In my 11 years of publishing Sexual Intelligence monthly, this is the latest it's ever gone out. The reason is simple: I was finishing my new book. It's now safely at HarperCollins, who will publish it in January 2012. I promise to let you know about it so you can be the first on your block to own one.
I'll resume the normal first-of-the-month schedule on March 1.
Calling it "the most dangerous show on television," the Parents Television Council has asked the Department of Justice to investigate whether MTV's "Skins" violates federal child pornography statutes.
The show's sins are that they (1) show teens having and enjoying sexual activity, and (2) employ teen actors to portray these teens.

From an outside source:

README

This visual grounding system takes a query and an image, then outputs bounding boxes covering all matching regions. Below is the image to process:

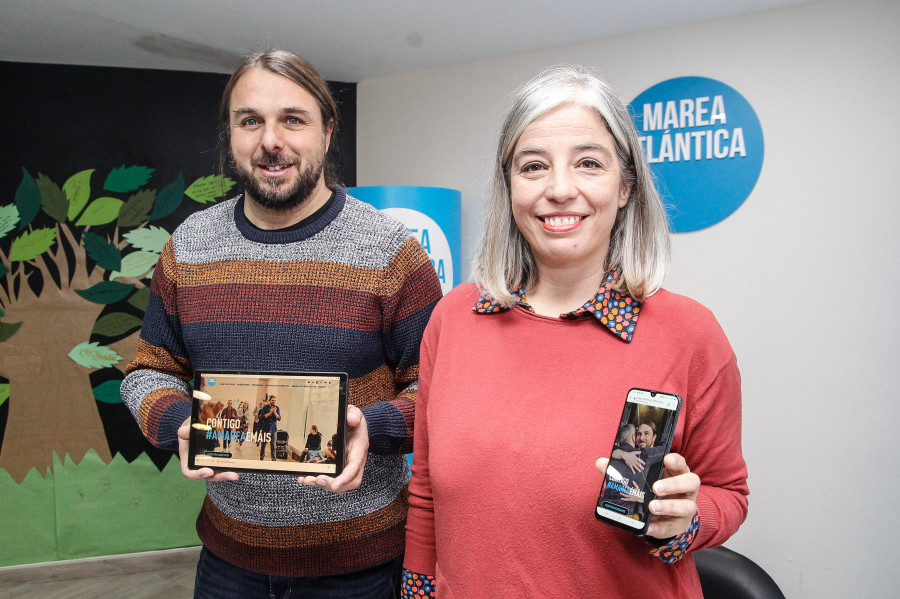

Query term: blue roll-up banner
[347,185,462,294]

For years, the Parents Television Council has staked its claim to Ozzie & Harriet paranoid nostalgia territory. They say that shows including Hawaii Five-O and the NFL Playoffs are unsuitable for family viewing. Maybe they mean families that don't have TVs--or cell phones, the internet, or friends. Their vision of "family" is some weird amalgam of Amish purity and North Korean isolationism.
"Child porn," of course, is to American culture what garlic and a cross are to vampires. So almost a dozen national advertisers have already dropped out, including Wrigley, Taco Bell, Subway, and GM. GM? Maybe they'd planned ads saying "teens, since you're going to have degenerate sex that puts your life in jeopardy, do it in a spacious GM car."

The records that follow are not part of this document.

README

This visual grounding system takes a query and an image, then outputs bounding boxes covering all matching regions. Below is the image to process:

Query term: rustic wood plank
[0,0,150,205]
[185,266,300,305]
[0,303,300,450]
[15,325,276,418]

Referring to TV showing a naked 17-year-old's butt (running down the street away from the camera) as "child porn" is cynical posturing. It proves that the PTC has no real interest in children. I said this when they went to the FCC, predicting that Janet Jackson's Superbowl nipple would topple civilization (the Egyptian revolt notwithstanding), and I say it again: the PTC's agenda is about accumulating power and manipulating the public, not about protecting children or families.
America's child porn laws--among the strictest in the world--are meant to protect children from being exploited by selfish or damaged adults. Claiming that such laws criminalize an honest look at the lives of teenagers just perpetuates the teen isolation, adult ignorance, and family fragmentation the PTC and child safety advocates claim to oppose.
Describing bare teen butt or a storyline about teens using erection drugs as child porn trivializes how the creation of real child porn damages actual, living children. And the PTC is entirely disingenuous when it says it wants to protect the poor teen actors in the show. Every minor in front of the camera has to have a parent's (not to mention an agent's) approval. Child labor laws and other industry standards are protecting these young professionals. The PTC knows that better than most people.
It would be interesting to speculate what the PTC would say if these teen characters were played by adults. Wouldn't they find that terribly salacious? One can just imagine them thrashing around--"adults modeling inappropriate adult behavior for teens--on a show supposedly about teens. Disgusting, immoral, and dangerous."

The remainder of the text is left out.